The Inkblot Spider and Her Prey
The blasted acoustic recorder is non-functioning, and so we are unable to bring to you a new edition of Field Sounds this week. The device is with Master Periat and I will not shed a tear if he is unable to bring the infernal contraption back to life. To fill the time this week, I continue my informal dissertation on the faerie predators of City Park. This week, I have pulled an older photonic capture from my archives to share with you.
Also known as the gardener’s friend, it is considered good luck for an inkblot spider to set up her web in a garden by the City’s residents. They feast on the more noxious pests that can spoil a garden, such as the moth pixies which bring with them the aphid analogues that make short work of an herb garden or even a small vegetable garden. I’m certain that the inkblot spider’s ancestors were brought to the City by the Englunders, if not purposefully, then accidentally, hitching a ride among seed stock as so many invaders do.
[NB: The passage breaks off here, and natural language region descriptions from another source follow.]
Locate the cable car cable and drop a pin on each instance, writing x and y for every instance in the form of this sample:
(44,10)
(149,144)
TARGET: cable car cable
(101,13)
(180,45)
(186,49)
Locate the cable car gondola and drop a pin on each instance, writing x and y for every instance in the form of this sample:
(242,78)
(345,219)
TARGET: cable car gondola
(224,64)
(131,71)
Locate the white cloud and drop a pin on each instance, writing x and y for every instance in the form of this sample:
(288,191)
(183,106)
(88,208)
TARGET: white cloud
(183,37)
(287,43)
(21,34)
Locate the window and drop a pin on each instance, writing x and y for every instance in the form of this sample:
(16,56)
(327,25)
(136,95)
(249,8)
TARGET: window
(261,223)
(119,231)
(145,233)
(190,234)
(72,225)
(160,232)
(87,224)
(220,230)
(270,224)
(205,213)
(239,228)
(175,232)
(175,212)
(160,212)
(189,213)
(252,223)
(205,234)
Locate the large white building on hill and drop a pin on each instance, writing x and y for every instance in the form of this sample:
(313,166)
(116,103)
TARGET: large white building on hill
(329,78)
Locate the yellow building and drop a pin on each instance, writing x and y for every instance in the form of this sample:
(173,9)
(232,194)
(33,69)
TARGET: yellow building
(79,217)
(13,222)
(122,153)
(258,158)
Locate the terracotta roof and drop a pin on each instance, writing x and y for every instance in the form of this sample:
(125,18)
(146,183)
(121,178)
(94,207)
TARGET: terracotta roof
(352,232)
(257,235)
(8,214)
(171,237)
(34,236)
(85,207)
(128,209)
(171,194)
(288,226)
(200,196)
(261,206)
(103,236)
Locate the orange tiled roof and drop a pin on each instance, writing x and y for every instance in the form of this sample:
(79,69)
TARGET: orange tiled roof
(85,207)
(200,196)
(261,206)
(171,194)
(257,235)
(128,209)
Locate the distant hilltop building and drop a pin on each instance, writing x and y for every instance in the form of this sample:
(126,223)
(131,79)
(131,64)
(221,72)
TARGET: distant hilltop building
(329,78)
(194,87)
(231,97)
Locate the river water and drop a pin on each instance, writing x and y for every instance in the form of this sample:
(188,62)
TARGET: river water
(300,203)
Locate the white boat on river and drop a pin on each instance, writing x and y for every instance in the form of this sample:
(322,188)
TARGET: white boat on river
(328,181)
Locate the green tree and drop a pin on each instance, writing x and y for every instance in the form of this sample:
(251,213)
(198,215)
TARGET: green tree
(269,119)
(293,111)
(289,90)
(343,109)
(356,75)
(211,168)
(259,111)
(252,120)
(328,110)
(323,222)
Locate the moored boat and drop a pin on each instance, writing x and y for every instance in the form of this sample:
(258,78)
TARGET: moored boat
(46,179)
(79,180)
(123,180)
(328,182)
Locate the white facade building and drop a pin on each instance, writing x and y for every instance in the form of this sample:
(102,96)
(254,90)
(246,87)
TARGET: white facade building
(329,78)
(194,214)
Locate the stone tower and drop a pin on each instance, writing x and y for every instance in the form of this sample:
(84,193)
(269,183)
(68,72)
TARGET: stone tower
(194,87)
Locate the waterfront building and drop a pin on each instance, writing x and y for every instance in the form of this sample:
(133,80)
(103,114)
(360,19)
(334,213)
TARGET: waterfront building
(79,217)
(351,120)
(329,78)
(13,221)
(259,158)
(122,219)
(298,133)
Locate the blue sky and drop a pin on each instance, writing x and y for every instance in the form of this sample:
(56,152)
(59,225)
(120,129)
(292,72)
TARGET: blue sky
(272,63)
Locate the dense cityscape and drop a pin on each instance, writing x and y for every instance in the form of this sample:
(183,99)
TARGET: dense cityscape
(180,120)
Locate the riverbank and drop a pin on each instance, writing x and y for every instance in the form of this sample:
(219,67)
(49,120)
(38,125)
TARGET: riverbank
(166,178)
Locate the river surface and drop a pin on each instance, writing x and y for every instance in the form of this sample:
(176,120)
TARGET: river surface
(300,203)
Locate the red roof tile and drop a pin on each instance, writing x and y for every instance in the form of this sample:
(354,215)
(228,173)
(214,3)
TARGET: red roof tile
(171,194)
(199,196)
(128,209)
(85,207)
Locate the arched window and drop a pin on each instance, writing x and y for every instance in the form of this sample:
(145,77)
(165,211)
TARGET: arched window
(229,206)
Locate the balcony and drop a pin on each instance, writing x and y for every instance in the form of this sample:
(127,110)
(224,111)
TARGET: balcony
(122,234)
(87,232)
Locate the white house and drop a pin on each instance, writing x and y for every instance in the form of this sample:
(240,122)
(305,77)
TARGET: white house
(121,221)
I say ancestor because the inkblot spider has adapted to the local ecosystem and is clearly now a fundamental part of it, and one of its unusual traits could only evolve in the rarified environment of this world. I speak of course of its namesake, the ever-shifting pattern markings so reminiscent of blots of ink. It is not uncommon for gardeners to take their tea beneath the spiders web to watch the patterns shift, and calling out amongst themselves, as a kind of inkblot charades, what each thinks the spots resemble. I have often said that the game reveals more about the players than it does about the spider. It’s a curious thing, the spider’s markings. Also of interest to the naturalist is the spider’s web.
The web is of a spiral structure, created from sticky capture silk. A key feature of the web is the stabilimentum, the crisscross of silk through he web. Dr. Argiopes, renown expert on arachnids, has hypothesized that the stabilimentum is created to increase the visual profile of the web so as to ward off birds and other larger winged beasts. However, what warns a bird surely must warn a moth pixie as well, no? It is here that I hypothesize that some fundamental aspect of the stabilimentum attracts smaller prey while warning larger creatures. How is this so? What quality could be responsible for this? I have no idea.
I have spent several afternoons watching Mrs. Dowd’s resident inkblot spider, not for the patterns, but for her method of hunting. She rests in the center of her spiral legs touching lines of web. Sensitive hairs on the feet detect even the smallest tug upon the web. Like a fisherman, she waits for the action on the webbing to become frantic, signaling the difference between a breeze and a captured and struggling pixie. Struggling only ensnares her prey more. Prey that tires quickly, she strikes immediately, injecting with her fangs. Prey with more fight in it, she wraps with further silk, binding it to the center of the web, illustrated above by the poor, half-devoured moth pixie.
But I’d like to return before ending this missive to the matter of the inkblot spider’s markings. What benefit do they provide? Camoflage? Attraction? Or something else? I have my own personal theories, but this week I would like to read your own. It will give me something to take my mind away from the dreariness of the Autumn rains.